With a recent Luno survey quoting a staggering 74% of South African respondents saying they’d like the option to pay for goods with cryptocurrency, the days of an entirely unregulated system are numbered.
Public comments currently in review, will no doubt find unanimous favourability towards bringing in regulation. It will allow for cryptocurrencies to be used in the financial system properly, and fairly. This is in strong contrast to the current scenario where there is no guarantee as to the origin of funds and the situation is an absolute gift for anyone who wants to transact without attracting the attention of the authorities. These are normally not bona fide investors anyway, so legislation will hopefully discourage those buying illegal or secret goods, and the like.
The first phase of the proposals – to get everyone on the book and registered if offering crypto-asset services – is a good start, and I believe new regulations will align very well with the current overhaul by the Financial Services Conduct Authority (FSCA) that is reshaping how financial services will be going forward. Crypto-assets should have a place in the future portfolio asset mix.
Could crypto lose its shine?
Regulation is highly unlikely to impact the value of cryptocurrencies. With the value of an instrument based on supply and demand, as well as the intrinsic value given by an investor, I believe that the regulations could actually have a stabilising effect on the currently volatile cryptocurrency market space. The vast majority of individuals will not be put off by regulations coming in.

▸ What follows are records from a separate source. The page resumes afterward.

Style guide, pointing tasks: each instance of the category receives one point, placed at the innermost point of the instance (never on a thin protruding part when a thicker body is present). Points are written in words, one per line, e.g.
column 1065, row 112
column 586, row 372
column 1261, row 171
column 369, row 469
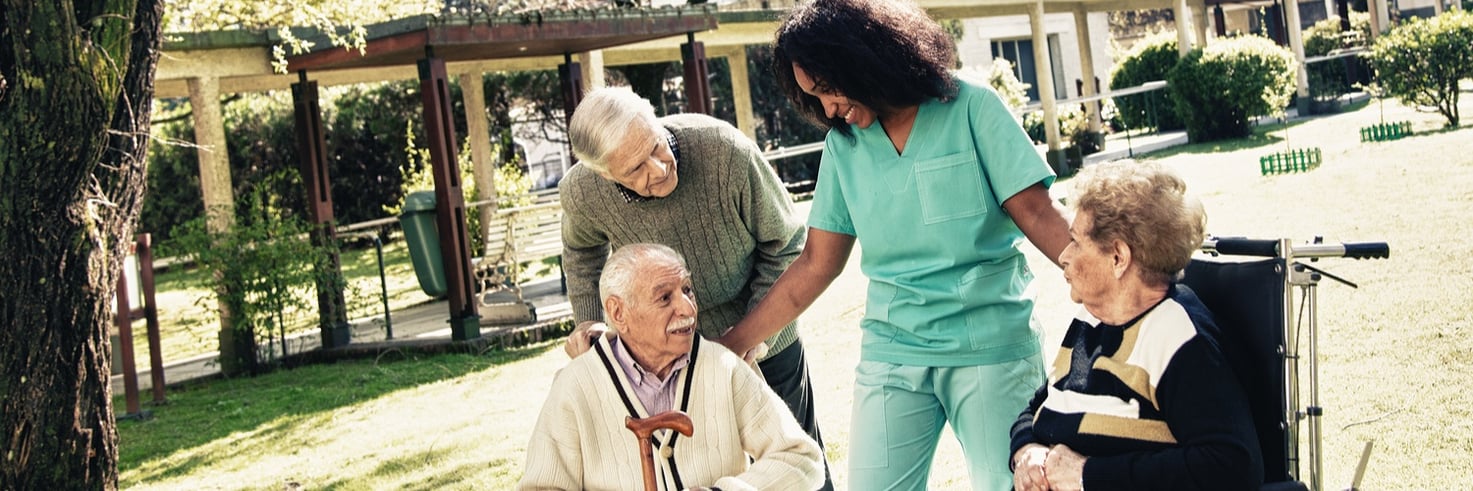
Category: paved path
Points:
column 429, row 320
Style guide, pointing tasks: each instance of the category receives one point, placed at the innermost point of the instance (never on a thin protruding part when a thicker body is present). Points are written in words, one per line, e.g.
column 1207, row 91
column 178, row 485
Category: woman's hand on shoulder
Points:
column 1028, row 468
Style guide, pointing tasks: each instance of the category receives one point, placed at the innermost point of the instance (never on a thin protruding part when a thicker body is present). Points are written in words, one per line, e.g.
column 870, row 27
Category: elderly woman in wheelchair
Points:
column 1140, row 395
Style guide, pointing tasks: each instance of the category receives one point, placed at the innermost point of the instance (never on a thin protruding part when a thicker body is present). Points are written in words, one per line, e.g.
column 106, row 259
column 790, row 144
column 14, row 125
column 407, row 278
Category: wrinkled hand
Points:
column 756, row 353
column 1065, row 469
column 582, row 336
column 1028, row 468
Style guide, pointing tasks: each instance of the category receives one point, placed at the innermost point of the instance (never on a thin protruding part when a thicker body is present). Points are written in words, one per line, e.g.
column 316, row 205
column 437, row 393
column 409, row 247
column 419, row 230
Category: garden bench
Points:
column 519, row 236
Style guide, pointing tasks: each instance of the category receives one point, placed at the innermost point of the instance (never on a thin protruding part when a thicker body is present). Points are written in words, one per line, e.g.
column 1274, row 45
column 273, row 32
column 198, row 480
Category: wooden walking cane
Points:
column 645, row 426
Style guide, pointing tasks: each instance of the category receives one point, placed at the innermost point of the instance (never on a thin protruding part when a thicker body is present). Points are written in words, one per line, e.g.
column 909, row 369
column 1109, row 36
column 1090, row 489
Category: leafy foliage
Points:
column 1332, row 78
column 1220, row 87
column 1149, row 59
column 778, row 124
column 1422, row 62
column 265, row 267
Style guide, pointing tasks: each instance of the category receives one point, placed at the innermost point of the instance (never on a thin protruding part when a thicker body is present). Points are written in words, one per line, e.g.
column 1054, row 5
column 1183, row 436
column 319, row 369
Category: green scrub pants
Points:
column 899, row 412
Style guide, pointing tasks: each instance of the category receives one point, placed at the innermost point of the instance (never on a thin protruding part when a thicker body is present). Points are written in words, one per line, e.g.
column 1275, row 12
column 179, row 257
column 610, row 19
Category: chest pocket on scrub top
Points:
column 950, row 187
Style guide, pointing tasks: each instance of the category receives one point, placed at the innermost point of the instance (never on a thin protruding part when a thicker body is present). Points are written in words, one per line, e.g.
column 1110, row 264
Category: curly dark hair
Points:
column 881, row 53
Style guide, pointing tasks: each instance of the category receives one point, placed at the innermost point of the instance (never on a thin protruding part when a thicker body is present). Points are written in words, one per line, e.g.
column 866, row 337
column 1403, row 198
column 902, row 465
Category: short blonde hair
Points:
column 1146, row 207
column 601, row 121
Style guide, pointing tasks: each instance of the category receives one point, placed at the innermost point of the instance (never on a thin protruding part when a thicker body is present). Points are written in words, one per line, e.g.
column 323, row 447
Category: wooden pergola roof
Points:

In terms of taxation, there is no doubt the crypto space will fall under the watch of SARS eventually. The reality is that all countries, with a few exceptions, are struggling to find money for their fiscus. There is already a lot of upset around cross-border taxation with multi-national companies moving profits into countries that are low tax jurisdictions. Understandably global tax authorities are looking to clamp down on this practice, to make sure that companies pay their fair portion of tax. It is therefore again almost certain that cryptocurrencies will be taxed in the future. There is simply no way government can afford to lose a potentially significant taxable flow avoiding the fiscus.
It is likely that if you transact in a cryptocurrency in South Africa, you will be taxed locally but you will have to transact in a regulated, or authorised currency. If you transact in an unauthorised cryptocurrency, you could be going against current SARS rules, but it remains to be seen how the taxation process, and proposed regulations will play out.
When cryptocurrencies are regulated, they will be seen the same as any other asset, and in the case of divorce or death, for example, would be a dark mess to sort out without some legal framework in place, so regulation can only improve realities.
I agree with the phased approach motivated by the Regulator to applying regulation to cryptocurrencies, keeping an eye on how other jurisdictions are dealing with the process. There will be challenges and while it will take time, it’s clear that cryptocurrencies will be regulated sooner or later, and it will be interesting to see, once the comments have been considered, how the Regulator determines the best way forward locally.